Customize Your Wedding Ceremony With Classical Music!
Many of our clients know that they want beautiful music at their wedding but feel nervous about what to expect during the ceremony. It is my hope that this article will put some of your anxieties to rest. Remember, it’s your special day so you can pick and choose the musical selections and when they should be played!
Depending on your religious persuasion (or lack of), there will be variations to this explanation. Yet, one can still usually assume that there will be three main parts of the wedding ceremony: The Processional, the Interlude, and the Recessional. From a musical standpoint, however, I like to see the wedding in 5 sections.
1. As guests enter the house of worship or wedding venue
This is a great time to play calm, gentle music to soothe the wedding party and their guests who are full of energy and expectation. At this stage, they do not need further stimulation – enough said!

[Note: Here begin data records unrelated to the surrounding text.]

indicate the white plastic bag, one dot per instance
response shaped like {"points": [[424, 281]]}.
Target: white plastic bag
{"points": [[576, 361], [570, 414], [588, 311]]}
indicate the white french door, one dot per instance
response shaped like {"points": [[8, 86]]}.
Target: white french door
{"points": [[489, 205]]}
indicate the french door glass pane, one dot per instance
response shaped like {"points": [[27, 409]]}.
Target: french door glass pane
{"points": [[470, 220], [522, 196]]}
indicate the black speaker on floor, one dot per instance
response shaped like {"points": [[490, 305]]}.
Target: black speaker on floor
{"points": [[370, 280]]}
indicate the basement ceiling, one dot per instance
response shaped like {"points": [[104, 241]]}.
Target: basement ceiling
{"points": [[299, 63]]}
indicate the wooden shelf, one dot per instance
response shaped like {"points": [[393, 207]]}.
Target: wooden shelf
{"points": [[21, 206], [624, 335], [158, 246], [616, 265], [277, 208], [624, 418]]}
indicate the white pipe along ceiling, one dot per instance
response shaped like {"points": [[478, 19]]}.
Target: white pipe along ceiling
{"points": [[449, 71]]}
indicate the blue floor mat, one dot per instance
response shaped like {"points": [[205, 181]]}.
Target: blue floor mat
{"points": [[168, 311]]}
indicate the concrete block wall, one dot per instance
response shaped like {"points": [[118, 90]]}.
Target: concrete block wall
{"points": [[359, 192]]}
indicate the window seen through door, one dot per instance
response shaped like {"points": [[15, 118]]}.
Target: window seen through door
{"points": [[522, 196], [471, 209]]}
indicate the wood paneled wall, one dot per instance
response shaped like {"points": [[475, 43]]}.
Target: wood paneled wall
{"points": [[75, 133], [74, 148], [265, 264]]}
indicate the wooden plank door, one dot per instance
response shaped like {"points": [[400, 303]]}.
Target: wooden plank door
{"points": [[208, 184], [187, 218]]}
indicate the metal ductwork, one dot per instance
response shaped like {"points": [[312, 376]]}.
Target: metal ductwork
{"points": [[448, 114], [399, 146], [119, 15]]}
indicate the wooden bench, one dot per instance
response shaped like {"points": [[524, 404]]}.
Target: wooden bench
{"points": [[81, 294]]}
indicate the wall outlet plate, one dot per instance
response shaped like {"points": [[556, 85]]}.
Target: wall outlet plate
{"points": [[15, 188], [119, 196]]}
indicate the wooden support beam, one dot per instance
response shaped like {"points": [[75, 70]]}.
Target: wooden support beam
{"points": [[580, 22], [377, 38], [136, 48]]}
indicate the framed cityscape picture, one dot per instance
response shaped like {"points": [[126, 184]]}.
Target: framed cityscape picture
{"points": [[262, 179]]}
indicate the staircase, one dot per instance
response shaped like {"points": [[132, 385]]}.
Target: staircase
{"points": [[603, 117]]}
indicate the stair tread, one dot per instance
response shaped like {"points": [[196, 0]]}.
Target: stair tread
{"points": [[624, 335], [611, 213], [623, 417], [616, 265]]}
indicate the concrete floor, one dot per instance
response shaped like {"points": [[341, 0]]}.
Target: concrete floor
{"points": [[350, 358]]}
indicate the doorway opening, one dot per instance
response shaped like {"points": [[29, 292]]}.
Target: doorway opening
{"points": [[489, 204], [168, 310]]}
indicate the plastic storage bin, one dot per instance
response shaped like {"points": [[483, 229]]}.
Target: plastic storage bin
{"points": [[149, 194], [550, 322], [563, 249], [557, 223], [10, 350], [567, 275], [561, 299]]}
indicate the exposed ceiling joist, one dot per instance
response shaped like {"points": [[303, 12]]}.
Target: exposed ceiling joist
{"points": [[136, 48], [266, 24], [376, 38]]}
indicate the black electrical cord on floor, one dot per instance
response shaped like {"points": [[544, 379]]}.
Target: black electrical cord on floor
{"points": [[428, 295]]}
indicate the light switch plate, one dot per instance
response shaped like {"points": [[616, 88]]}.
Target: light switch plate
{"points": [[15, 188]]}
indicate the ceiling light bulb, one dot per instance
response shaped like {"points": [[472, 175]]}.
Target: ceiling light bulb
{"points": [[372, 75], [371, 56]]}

2a. The Bride’s Processional
This is the part everyone has been waiting for. Are you a traditionalist? Perhaps you’d like something more contemporary? Whatever your decision, all eyes will be on the bride and you want to have a piece played that’s equally beautiful. Traditionally, it was the Wagner Bridal Chorus that was played here. Today, there are many other options for those who wish (and, of course, for Jewish weddings). Pachelbel Canon is a big hit. Just make sure that someone from your wedding party can signal the musicians to start playing if the bride is coming from a far distance!
2b. Honored Guests
The information in the above paragraph still applies, but perhaps here you would like something lighter to balance out the bride’s processional (and of course, to not overshadow her!)
3. The Interlude
This part is heavily dependent on your personal preference. Some ask for a religious piece to be played during the Unity Candle. Others like a short excerpt to be played during the Offertory. Non-religious individuals might just want a meaningful piece to be played to celebrate the ceremony.
4. The Recessional
The groom has immediately kissed the bride here, or in the case of Jewish weddings, stepped on the glass. The guests have erupted in applause and everyone is either joyfully smiling or crying. Now is the time for exciting music that captures the event! Traditionally, it was the Mendelssohn Wedding March that was played here. Today, there are many other options for those who wish.
5. As guests leave
By now, there is usually so much fuss going on that the musicians are playing background music. While no one is paying attention to the musicians, they certainly have a function! Much like in a cocktail-hour setting, the performers are feeding the atmosphere with the happy and excited energy that mirrors what everyone is feeling.